Ed Sawma, VP of Product Marketing, and Sasha Itkis, Product Analyst

In December 2025, we shared the first-ever The State of Trusted Open Source report, featuring insights from our product data and customer base on open source consumption across our catalog of container image projects, versions, images, language libraries, and builds. These insights shed light on what teams pull, deploy, and maintain day to day, alongside the vulnerabilities and remediation realities these projects face.

Fast forward a few months, and software development is accelerating at a pace that most didn’t see coming. AI is increasingly embedded across the development lifecycle, from code generation to infrastructure automation, as models become more advanced and better at meeting the demands of modern work. This shift is expanding what teams can build and how quickly they can ship.

It is also reshaping the security landscape.

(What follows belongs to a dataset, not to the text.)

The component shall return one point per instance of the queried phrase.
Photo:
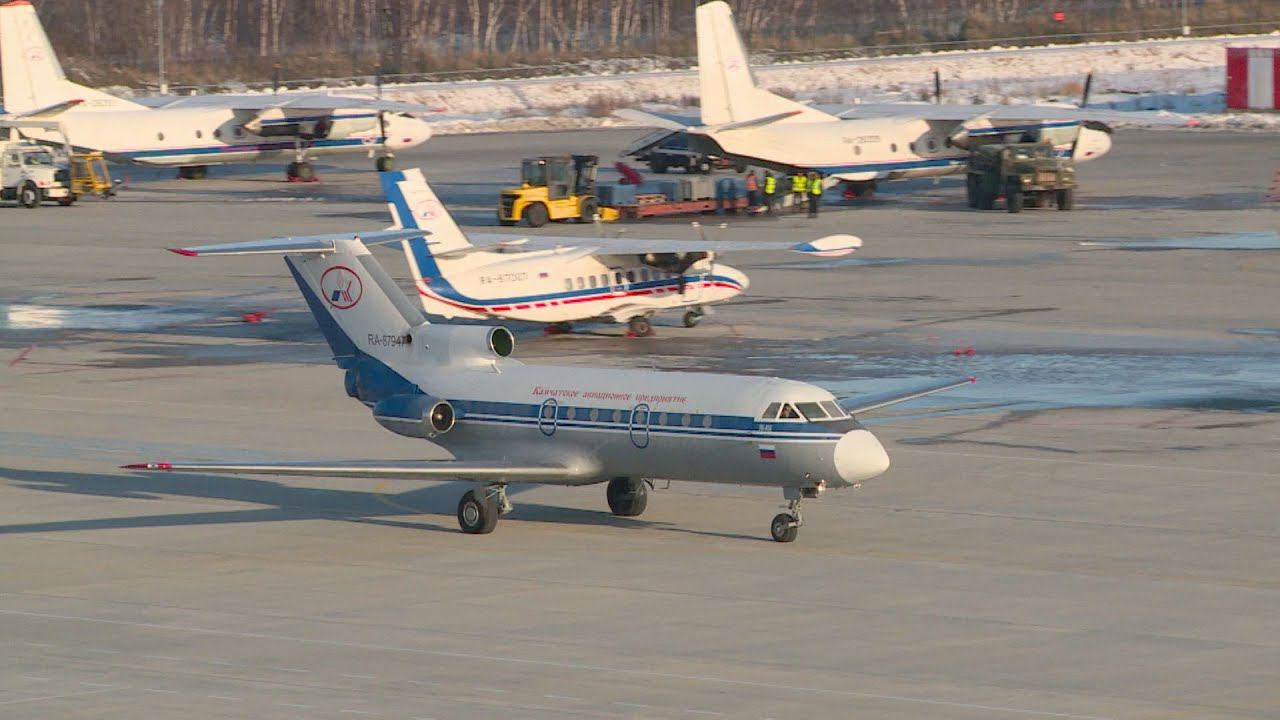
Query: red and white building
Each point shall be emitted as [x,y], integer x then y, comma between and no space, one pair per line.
[1253,78]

Before diving into the numbers, it’s important to explain how we perform this analysis. We examined over 2,200 unique container image projects, 33,931 total vulnerability instances, and 377 unique CVEs from December 1, 2026, through February 28, 2026. When we use terms like “top 20 projects” and “long tail projects” (as defined by images outside of the top 20), we’re referring to real usage patterns observed across our customer portfolio and in production pulls.

In this report, we noticed a few new themes that point to this shift. These themes built on the trends from our last report, ultimately showcasing the impact of increased AI-driven development both in the types of container images being used and in the number of CVEs being discovered and remediated:

  • Python and PostgreSQL growth reflects AI-driven development: Python remains the most popular image (72.1% of all customers use it), and PostgreSQL saw a 73% increase in usage quarter-over-quarter, underscoring the growing adoption of a modern AI stack across various use cases.

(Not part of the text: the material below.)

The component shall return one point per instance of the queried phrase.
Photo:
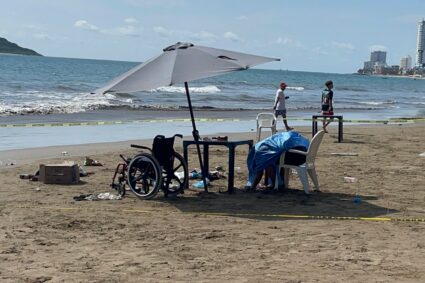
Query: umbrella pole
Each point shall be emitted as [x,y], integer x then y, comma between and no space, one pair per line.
[195,134]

  • The modern platform stack is becoming increasingly standardized: Across Chainguard customers, language ecosystem images account for more than half of the top 25 images used in production.

  • Chainguard Base is becoming a foundation for developer tooling: The chainguard-base image, a minimal distroless base image without any toolchain or apps, was the 5th most-used Chainguard image, as customers use it as a sort of “utility belt” for their specific use cases (over 75% of Chainguard customers customize at least one image).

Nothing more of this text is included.